Pitchforks aplenty were brought out in comment-section condemnation two weeks ago when we covered the story of a homeless mom panhandling with an infant on Market Street. But deep in the reeds of that story was the fact that the “homeless mom” was not technically homeless. 34-year-old Megan Doudney and her infant daughter did have a private room at the Tenderloin’s Hamilton Family Shelter. Certainly there is a fair semantic debate over whether someone staying at a shelter is, in fact, “homeless” that particular shelter offers private rooms and three square meals a day for up to six months, not as a permanent arrangement.
But that debate is totally irrelevant to the demonstrable fact that many “homeless moms” are not actually homeless. Some are not even the mothers of the children they tote. Chronicle writer Heather Knight, who wrote the original piece that brought national attention to Doudney and her baby, follows up by speaking with several City Hall and law enforcement officers on their experience with the women who panhandle with children in tow.

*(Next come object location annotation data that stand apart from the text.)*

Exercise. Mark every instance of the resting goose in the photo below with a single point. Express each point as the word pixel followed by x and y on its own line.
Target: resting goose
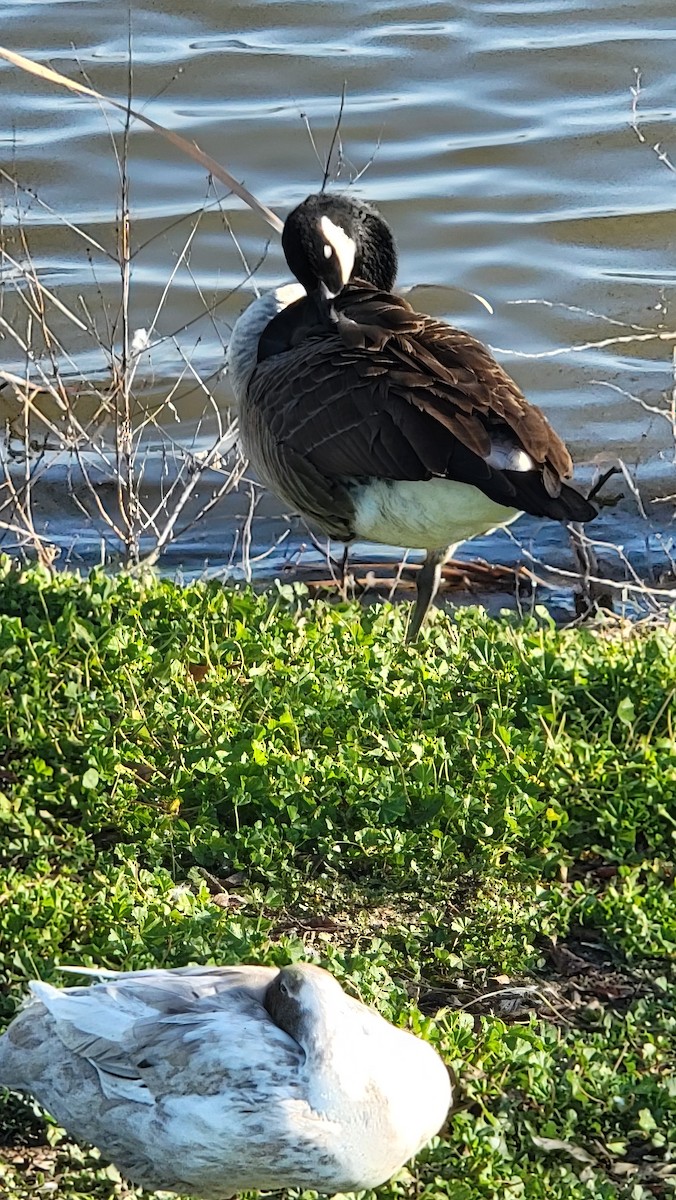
pixel 378 423
pixel 215 1080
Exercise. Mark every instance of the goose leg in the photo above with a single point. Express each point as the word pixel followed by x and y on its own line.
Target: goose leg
pixel 344 565
pixel 429 577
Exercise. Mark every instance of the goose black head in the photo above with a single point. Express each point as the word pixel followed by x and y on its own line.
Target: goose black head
pixel 330 239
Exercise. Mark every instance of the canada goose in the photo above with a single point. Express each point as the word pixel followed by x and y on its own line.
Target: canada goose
pixel 215 1080
pixel 380 423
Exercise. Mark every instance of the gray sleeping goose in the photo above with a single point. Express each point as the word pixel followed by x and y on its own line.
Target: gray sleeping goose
pixel 214 1080
pixel 378 423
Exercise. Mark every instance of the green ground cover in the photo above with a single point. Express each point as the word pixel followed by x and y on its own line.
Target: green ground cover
pixel 474 834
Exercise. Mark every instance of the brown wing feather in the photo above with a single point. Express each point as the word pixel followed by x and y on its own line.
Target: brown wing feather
pixel 407 397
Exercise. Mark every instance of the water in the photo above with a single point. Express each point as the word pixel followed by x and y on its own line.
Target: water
pixel 495 136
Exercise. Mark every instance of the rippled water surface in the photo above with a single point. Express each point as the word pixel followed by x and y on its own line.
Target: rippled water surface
pixel 497 139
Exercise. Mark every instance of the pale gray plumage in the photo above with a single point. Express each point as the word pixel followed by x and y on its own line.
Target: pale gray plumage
pixel 209 1081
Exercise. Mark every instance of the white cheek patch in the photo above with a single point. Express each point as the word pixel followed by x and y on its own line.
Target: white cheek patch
pixel 342 244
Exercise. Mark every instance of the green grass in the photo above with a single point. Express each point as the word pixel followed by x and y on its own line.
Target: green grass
pixel 476 834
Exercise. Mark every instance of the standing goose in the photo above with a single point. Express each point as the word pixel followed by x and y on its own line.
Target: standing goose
pixel 378 423
pixel 215 1080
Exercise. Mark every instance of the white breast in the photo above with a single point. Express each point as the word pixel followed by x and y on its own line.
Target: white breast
pixel 424 514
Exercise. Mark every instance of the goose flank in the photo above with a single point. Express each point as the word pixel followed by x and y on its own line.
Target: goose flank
pixel 378 423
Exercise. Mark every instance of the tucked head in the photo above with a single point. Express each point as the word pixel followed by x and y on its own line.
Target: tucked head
pixel 329 240
pixel 298 1000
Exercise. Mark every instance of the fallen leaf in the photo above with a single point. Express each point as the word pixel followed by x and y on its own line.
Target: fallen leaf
pixel 567 1147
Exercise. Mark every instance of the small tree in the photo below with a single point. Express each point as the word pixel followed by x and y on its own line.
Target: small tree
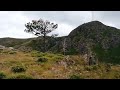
pixel 40 28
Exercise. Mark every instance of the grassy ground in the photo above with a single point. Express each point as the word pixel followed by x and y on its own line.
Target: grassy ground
pixel 37 65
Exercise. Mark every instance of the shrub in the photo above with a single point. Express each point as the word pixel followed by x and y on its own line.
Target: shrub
pixel 18 69
pixel 2 75
pixel 75 77
pixel 88 68
pixel 21 76
pixel 42 59
pixel 12 52
pixel 107 67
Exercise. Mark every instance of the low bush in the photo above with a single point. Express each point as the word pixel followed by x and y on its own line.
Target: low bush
pixel 18 69
pixel 2 75
pixel 21 76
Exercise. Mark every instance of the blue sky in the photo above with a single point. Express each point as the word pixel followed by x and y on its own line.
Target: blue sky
pixel 12 23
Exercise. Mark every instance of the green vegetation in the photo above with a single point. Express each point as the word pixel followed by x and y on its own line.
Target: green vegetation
pixel 20 76
pixel 2 75
pixel 18 69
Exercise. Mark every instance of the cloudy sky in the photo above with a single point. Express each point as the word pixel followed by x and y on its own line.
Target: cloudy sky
pixel 12 23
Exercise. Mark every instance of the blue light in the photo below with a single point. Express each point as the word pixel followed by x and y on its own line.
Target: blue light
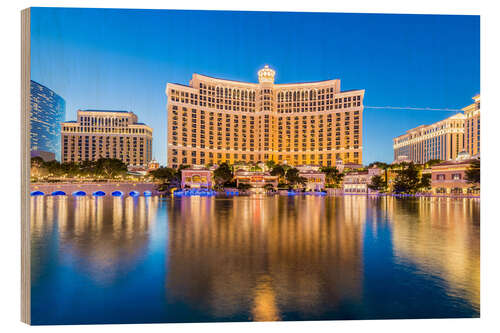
pixel 58 193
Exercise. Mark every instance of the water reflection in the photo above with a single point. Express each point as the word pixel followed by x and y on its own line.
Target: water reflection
pixel 441 237
pixel 127 260
pixel 93 235
pixel 265 257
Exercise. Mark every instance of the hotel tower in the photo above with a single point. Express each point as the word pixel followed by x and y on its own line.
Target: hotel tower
pixel 473 127
pixel 106 134
pixel 442 140
pixel 216 120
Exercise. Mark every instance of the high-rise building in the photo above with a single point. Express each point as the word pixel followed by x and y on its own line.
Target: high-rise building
pixel 443 140
pixel 107 134
pixel 472 127
pixel 216 120
pixel 48 110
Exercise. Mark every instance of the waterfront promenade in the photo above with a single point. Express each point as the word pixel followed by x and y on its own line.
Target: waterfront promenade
pixel 92 187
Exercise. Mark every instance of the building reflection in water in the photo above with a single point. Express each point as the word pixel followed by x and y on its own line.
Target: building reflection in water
pixel 441 237
pixel 101 237
pixel 253 258
pixel 265 257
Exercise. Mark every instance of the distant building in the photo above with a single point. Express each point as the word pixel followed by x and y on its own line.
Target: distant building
pixel 442 140
pixel 341 166
pixel 472 127
pixel 47 111
pixel 256 179
pixel 215 120
pixel 153 165
pixel 358 181
pixel 44 155
pixel 197 177
pixel 449 177
pixel 107 134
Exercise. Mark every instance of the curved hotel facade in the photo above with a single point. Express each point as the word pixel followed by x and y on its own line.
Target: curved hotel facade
pixel 216 120
pixel 47 111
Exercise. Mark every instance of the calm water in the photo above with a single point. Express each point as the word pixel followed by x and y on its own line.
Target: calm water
pixel 114 260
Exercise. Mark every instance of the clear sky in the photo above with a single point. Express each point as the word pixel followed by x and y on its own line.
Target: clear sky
pixel 122 60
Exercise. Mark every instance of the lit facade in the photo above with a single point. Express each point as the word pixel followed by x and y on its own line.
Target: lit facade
pixel 215 120
pixel 449 178
pixel 47 111
pixel 197 178
pixel 256 179
pixel 472 127
pixel 443 140
pixel 358 181
pixel 106 134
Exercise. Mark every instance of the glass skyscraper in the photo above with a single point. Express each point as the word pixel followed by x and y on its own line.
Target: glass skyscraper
pixel 48 110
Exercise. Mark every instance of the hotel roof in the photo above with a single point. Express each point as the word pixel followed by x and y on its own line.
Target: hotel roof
pixel 93 110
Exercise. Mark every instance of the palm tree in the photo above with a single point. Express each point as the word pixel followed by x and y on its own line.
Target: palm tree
pixel 333 176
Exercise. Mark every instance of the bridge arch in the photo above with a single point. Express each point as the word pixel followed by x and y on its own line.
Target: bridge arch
pixel 58 193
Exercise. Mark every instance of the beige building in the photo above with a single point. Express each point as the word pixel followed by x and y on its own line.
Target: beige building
pixel 472 127
pixel 108 134
pixel 442 140
pixel 215 120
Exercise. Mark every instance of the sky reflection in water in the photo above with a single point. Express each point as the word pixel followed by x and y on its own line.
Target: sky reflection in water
pixel 129 260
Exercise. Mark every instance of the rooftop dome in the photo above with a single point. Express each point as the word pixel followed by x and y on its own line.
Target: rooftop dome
pixel 266 74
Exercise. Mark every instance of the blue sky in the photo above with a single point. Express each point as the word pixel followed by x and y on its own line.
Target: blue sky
pixel 122 59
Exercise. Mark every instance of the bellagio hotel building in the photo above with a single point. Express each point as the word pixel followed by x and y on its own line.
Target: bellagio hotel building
pixel 106 134
pixel 216 120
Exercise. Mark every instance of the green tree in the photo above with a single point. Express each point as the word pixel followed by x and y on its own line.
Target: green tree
pixel 163 174
pixel 293 178
pixel 278 170
pixel 378 184
pixel 110 167
pixel 223 174
pixel 425 182
pixel 473 172
pixel 244 186
pixel 269 187
pixel 333 176
pixel 270 164
pixel 407 179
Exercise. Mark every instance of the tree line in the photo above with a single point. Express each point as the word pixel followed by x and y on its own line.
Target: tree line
pixel 103 168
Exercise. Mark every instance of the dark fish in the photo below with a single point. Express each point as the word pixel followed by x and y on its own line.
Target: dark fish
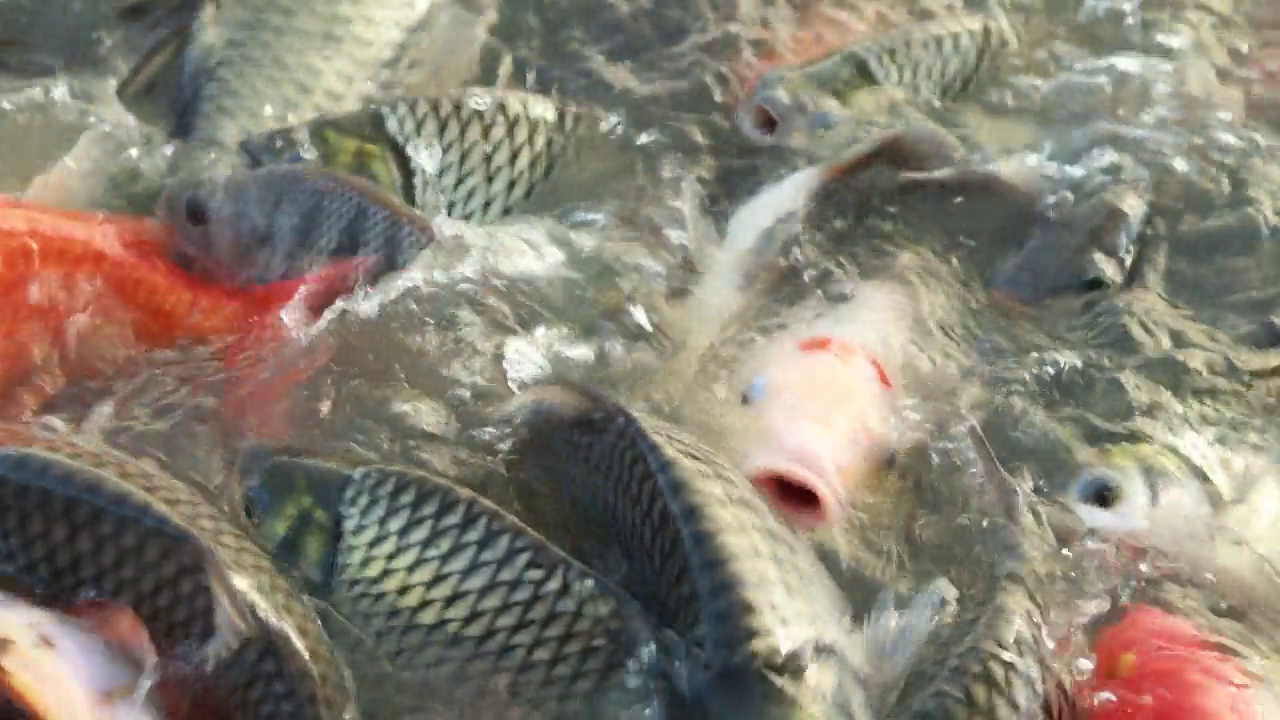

Former SFPD Central Station captain David Lazar told the Chronicle he often encountered panhandling moms with ‘Need Help’ signs. “I would say, ‘Well, are you staying in a shelter?’ Nine times out of 10, they would say, ‘Oh no. I have a home. I live in Union City or Fremont, and I’m just here for the afternoon,'" Lazar said.
He added that many of the children were not even the panhandler’s children, but essentially ‘borrowed kids’. “They have the children with them in an effort to get people to donate money or other items to them thinking they’re homeless with a child, and they’re not,” he added.
We should note that San Francisco Child Welfare Services will not remove children from panhandling parents. They remove children only in the case of abuse, malnourishment, or health issues panhandling with a kid does not qualify. And we should also note that there are indeed homeless youth in San Francisco, with the most recent homeless point-in-time count finding that there are 1,363 children and transitional-age youth on the streets of the city.